Great Divide’s Titan IPA certainly lives up to its name, but if you want to sample the best of what the Denver brewery has to offer, the OG formulation of the Yeti imperial stout is where it’s at. It is bold and somewhat naked in its presentation—a beautifully balanced stout that is exceptionally drinkable (and perhaps dangerously so) for the typically high ABV style. There’s a little bit of bitterness and some strong roast-y tobacco notes. It’s a base that has let itself to endless variants, including s’mores, pumpkin, the aforementioned chai tea spice, Mexican chocolate and endless barrel-aged variants.

There is some debate online about how essential Chocolate Cherry Yeti is. Beer Advocate rates it as outstanding, possibly in deference to the crucial nature of the Yeti base.

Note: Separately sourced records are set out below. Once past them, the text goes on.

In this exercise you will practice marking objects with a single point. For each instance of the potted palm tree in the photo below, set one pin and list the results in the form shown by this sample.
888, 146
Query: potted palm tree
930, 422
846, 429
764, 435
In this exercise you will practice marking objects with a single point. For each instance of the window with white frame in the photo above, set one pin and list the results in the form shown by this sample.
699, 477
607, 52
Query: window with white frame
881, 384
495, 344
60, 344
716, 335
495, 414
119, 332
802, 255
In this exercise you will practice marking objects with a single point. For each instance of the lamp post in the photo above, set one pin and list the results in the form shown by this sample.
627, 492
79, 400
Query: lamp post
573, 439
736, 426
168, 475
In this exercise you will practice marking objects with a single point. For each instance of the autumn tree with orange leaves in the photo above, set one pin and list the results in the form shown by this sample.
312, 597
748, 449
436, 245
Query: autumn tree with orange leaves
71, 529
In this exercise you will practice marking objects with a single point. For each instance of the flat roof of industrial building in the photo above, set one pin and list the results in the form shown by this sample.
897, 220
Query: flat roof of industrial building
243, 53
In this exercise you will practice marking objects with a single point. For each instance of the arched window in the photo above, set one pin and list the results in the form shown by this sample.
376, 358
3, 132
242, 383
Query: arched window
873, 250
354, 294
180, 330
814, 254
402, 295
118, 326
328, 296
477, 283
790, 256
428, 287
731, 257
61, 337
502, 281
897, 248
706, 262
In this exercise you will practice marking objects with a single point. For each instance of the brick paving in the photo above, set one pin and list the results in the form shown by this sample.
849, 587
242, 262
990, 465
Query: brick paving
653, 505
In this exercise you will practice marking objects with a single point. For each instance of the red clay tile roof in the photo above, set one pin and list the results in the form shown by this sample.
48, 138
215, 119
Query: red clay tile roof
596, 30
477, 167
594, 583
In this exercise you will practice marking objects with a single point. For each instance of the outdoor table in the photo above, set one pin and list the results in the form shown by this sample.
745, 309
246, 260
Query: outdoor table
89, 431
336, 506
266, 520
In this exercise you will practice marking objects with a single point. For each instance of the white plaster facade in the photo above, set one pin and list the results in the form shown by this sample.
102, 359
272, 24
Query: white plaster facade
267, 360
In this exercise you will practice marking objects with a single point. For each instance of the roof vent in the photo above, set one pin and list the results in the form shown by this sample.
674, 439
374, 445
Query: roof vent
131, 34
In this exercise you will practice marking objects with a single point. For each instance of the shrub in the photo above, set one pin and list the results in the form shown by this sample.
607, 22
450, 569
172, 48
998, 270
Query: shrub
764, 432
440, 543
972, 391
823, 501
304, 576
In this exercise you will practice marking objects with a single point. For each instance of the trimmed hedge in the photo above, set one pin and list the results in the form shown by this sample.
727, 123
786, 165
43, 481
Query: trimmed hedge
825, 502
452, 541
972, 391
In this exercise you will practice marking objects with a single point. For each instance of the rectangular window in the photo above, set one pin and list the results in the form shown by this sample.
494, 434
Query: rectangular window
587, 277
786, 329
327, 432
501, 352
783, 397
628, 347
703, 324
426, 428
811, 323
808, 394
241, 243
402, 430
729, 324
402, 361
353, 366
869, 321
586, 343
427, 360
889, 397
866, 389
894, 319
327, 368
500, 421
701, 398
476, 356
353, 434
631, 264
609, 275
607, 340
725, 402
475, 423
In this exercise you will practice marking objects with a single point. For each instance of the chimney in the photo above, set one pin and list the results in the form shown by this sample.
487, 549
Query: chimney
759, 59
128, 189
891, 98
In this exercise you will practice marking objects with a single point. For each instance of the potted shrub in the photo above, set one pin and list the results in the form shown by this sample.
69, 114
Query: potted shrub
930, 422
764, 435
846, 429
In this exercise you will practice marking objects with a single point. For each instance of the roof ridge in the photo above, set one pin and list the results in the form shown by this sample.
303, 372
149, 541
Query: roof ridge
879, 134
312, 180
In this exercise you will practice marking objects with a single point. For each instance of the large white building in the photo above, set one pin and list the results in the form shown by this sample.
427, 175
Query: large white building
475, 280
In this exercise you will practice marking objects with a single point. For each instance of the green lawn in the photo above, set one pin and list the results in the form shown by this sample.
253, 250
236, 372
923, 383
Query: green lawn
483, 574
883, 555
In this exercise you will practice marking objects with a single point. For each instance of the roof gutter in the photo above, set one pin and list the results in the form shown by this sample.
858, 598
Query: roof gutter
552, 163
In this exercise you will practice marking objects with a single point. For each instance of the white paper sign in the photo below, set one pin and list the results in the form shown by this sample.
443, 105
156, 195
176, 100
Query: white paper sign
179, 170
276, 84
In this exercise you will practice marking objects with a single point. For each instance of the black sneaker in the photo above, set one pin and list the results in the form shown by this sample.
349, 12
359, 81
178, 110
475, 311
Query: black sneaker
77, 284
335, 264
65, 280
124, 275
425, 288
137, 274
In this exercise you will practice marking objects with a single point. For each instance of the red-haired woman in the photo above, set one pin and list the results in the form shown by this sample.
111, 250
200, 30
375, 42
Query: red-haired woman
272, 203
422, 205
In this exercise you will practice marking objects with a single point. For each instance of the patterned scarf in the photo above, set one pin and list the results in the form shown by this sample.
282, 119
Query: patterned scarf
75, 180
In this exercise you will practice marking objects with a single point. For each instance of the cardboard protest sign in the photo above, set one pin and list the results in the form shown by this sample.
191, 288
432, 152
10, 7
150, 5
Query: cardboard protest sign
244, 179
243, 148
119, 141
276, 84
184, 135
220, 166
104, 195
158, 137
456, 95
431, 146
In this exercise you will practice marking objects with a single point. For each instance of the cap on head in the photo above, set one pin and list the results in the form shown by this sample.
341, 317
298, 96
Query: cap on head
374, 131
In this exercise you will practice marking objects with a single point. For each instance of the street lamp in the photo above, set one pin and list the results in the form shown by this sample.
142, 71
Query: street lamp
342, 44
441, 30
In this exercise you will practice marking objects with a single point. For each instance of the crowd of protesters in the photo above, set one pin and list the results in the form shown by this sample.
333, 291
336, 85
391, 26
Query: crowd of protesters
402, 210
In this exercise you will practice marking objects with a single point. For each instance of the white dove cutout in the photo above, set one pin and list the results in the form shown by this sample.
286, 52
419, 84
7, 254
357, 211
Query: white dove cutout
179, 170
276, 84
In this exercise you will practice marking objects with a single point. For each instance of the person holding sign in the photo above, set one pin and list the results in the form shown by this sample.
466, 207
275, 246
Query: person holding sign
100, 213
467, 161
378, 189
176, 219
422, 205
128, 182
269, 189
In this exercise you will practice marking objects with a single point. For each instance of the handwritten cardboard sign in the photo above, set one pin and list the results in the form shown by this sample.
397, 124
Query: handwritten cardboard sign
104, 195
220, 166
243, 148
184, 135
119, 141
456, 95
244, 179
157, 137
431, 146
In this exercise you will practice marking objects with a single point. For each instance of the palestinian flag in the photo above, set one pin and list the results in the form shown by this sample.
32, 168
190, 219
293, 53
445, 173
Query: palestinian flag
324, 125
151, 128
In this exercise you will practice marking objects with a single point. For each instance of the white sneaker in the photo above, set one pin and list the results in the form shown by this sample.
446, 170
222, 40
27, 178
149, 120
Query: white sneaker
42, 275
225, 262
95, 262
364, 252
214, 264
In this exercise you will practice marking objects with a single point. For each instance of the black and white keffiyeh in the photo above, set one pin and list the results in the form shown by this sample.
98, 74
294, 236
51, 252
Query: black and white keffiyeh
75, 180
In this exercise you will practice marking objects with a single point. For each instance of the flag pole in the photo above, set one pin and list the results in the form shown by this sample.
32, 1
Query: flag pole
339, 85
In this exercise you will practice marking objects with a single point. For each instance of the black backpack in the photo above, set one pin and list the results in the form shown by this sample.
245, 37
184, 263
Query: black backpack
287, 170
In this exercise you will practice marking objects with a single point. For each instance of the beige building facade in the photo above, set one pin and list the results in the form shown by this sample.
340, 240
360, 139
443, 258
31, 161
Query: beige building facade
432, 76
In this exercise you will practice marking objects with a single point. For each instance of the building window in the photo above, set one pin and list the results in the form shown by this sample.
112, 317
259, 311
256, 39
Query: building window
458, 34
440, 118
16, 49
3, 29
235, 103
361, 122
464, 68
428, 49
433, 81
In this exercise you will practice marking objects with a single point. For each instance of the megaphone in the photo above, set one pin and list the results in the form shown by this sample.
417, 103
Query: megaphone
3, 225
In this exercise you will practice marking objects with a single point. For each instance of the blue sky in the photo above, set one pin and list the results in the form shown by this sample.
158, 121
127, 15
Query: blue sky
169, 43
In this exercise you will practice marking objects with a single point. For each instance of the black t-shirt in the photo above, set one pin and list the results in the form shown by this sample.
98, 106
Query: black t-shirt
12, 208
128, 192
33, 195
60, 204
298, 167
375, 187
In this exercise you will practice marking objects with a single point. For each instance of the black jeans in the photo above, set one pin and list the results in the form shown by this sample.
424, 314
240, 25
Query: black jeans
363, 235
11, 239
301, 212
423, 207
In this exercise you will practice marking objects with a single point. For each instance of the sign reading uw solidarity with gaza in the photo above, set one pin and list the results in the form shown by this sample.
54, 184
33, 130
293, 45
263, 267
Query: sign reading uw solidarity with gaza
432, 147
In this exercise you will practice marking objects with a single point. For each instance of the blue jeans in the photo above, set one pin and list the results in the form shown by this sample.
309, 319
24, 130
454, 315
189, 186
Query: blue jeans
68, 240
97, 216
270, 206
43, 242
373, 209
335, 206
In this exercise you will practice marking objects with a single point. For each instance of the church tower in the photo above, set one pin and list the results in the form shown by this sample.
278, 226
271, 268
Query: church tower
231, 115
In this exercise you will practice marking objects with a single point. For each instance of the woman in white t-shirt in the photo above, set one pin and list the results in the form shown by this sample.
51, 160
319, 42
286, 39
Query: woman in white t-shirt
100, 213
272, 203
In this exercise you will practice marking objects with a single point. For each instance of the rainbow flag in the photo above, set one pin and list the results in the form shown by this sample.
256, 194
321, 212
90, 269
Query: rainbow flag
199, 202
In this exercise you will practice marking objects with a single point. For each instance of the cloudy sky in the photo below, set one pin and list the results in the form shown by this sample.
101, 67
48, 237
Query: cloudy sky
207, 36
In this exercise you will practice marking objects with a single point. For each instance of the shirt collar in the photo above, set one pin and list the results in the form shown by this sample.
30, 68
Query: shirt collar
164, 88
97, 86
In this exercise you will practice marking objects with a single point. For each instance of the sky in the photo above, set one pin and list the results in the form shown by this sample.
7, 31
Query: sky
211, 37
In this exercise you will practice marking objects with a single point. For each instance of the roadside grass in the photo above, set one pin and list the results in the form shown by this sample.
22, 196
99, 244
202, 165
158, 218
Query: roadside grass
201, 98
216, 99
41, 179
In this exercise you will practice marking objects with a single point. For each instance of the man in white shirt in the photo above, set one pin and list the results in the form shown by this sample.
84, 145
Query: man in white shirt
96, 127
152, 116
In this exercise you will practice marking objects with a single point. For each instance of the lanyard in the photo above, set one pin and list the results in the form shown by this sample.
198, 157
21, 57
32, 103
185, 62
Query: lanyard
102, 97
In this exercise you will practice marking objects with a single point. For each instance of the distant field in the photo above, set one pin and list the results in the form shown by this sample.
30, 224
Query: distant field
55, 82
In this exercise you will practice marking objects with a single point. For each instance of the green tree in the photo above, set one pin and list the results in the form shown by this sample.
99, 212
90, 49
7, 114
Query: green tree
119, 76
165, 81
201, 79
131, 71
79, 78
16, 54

But Chocolate Cherry Yeti is the least exciting Yeti in the Yeti menagerie. On the plus side, you don’t need a nitro or hard pour to create a thick, creamy head. But Great Divide’s addition of cherry and cacao adds little. The cherry starts to come through a little as the beer warms to room temperature, but this is not the beer equivalent of a black forest cake. Those additions end up sort of getting subsumed into the Yeti base—still as easy-drinking as its namesake, but a missed opportunity to provide greater contrast to the malt base.